The derivative of the jerk is the snap.

Whether that has any effect on materials, I don't know. According to Wikipedia, minimising the snap is important for curves, as a constant snap means the change in jerk is linear, allowing for a smooth radial acceleration.

2) Yes, we have put materials under THOUSANDS of G's acceleration for Hours/Days/Weeks. Heard of a thing called a CENTRIFUGE? :?


Yes, indeed. I did not think of radial acceleration, but it of course matters.

How the Heck did you think we engineered materials, simple circuits, etc which can be FIRED OUT OF A GUN BARREL using glass ampules etc in WWII???? :roll: :twisted: :evil: Let alone guided munitions using circuit boards and delicate accelerometers in the 1990's???
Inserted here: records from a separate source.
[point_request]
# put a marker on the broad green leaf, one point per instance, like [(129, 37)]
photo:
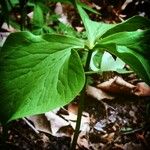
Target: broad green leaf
[(94, 29), (135, 60), (38, 18), (96, 59), (87, 8), (38, 74), (132, 24), (108, 63), (137, 40)]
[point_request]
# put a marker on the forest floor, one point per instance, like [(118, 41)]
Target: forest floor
[(115, 116)]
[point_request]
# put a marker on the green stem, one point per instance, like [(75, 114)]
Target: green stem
[(23, 13), (4, 134), (81, 104)]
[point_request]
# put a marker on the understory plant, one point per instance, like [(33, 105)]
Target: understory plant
[(39, 73)]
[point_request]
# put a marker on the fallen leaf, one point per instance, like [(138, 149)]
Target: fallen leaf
[(142, 89), (116, 85), (82, 141), (56, 122), (41, 123), (97, 93)]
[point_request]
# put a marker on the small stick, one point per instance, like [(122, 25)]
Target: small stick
[(30, 125)]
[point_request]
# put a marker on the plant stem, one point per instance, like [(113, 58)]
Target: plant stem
[(81, 104), (23, 13)]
I thought there was a way, but I couldn't come up with an answer of what it was. And, like I said, those don't need to sustain the acceleration for long, as they're going to go ballistic or terminal velocity very quickly, so the method by which the sudden acceleration was tested need not have been capable of sustaining it for longer than a few seconds.

3) Constant stress ANY material can sustain ~by and large. CREEP of a material is effected by stress, temperature, and cyclic rate. [grain orientation as well, but that is more advanced but same principles] So, if something can sustain the initial JERK to get to a constant acceleration, it will be just fine for ~180s.
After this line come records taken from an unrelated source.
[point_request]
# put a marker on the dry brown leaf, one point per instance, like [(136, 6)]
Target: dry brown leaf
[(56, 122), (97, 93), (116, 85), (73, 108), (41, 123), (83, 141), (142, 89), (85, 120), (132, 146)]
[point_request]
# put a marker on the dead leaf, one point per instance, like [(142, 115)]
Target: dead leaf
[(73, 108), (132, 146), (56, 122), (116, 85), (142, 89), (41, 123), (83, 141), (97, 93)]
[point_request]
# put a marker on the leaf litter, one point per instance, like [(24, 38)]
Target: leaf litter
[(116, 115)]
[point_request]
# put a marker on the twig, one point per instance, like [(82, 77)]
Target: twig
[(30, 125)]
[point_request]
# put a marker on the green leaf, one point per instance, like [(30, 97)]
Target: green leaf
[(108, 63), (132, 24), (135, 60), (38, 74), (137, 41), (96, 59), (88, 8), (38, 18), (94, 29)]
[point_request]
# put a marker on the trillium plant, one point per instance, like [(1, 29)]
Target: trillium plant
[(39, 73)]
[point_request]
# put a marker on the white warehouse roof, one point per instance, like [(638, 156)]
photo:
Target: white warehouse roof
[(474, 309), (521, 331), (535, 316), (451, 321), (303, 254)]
I'll have to trust you on that. I have no reason to doubt it is true; if the material isn't deforming in the first few seconds, why should it deform afterwards? But if it is deforming, even minutely, then the sustained acceleration could deform it past the breaking point.

I suppose in an 3 stage MDM, it has to sustain the Jerk from 0-->x G's 6 times. This is your main cyclic rate. The Minor cyclic rate is determined by how constant that acceleration is. If 100,000G is the Mean, what is the oscillation amplitude and Frequency around that 100,000G. Could easily be off +/-5%.
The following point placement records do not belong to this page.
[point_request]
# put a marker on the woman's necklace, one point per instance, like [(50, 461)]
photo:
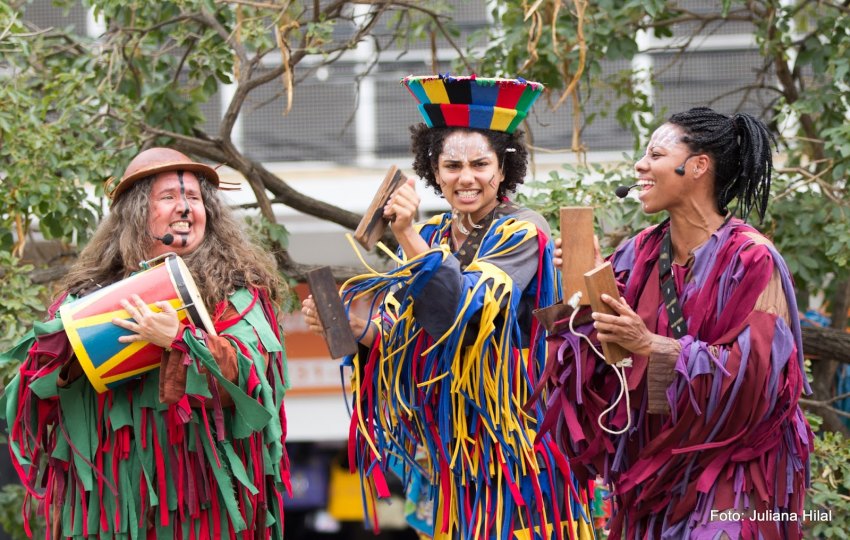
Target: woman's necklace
[(456, 238)]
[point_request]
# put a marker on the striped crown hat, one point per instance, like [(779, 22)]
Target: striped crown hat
[(474, 102)]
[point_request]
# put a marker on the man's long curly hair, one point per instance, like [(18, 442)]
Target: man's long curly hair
[(427, 145), (225, 261)]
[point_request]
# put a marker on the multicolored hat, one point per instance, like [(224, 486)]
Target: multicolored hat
[(474, 102)]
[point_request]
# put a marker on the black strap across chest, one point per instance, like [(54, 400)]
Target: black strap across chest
[(466, 251), (668, 288)]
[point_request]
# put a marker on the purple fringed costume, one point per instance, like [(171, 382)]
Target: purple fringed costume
[(734, 438)]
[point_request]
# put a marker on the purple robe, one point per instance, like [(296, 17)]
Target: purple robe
[(734, 438)]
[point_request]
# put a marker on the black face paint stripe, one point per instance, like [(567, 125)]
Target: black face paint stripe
[(185, 213), (184, 237)]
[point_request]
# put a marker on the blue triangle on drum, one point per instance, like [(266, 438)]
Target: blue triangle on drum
[(101, 341)]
It doesn't look like there's a cycle rate at all. Once the wedge is up to full acceleration, it stays there. We could assume it oscillates a little as imperfections in the power production methodology and so missiles can adjust to each other's power output, but that also goes against the "one setting or bust" explanations we've heard.

MDMs are only expected to shut down once, before the last stage, so they would expect only 4 changes in acceleration at most, however many stages the missile has. There's no need to shut down the wedge at any time before that, because it does not extend your range but does extend your time to target. The only reason to shut down between the first and second stages is to use the third stage as a surprise, but that means your enemy must not know you have a 3-stage-capable missile, or at least one that can be fired from the current circumstances (say, a DD or CL).

Finally, the GA-tech missiles have been pretty constantly using 46,000 gravities for a 180-second half-power stage and 92,000 for 60-second full power. Only CMs appear to break over the 100,000-gravity threshold.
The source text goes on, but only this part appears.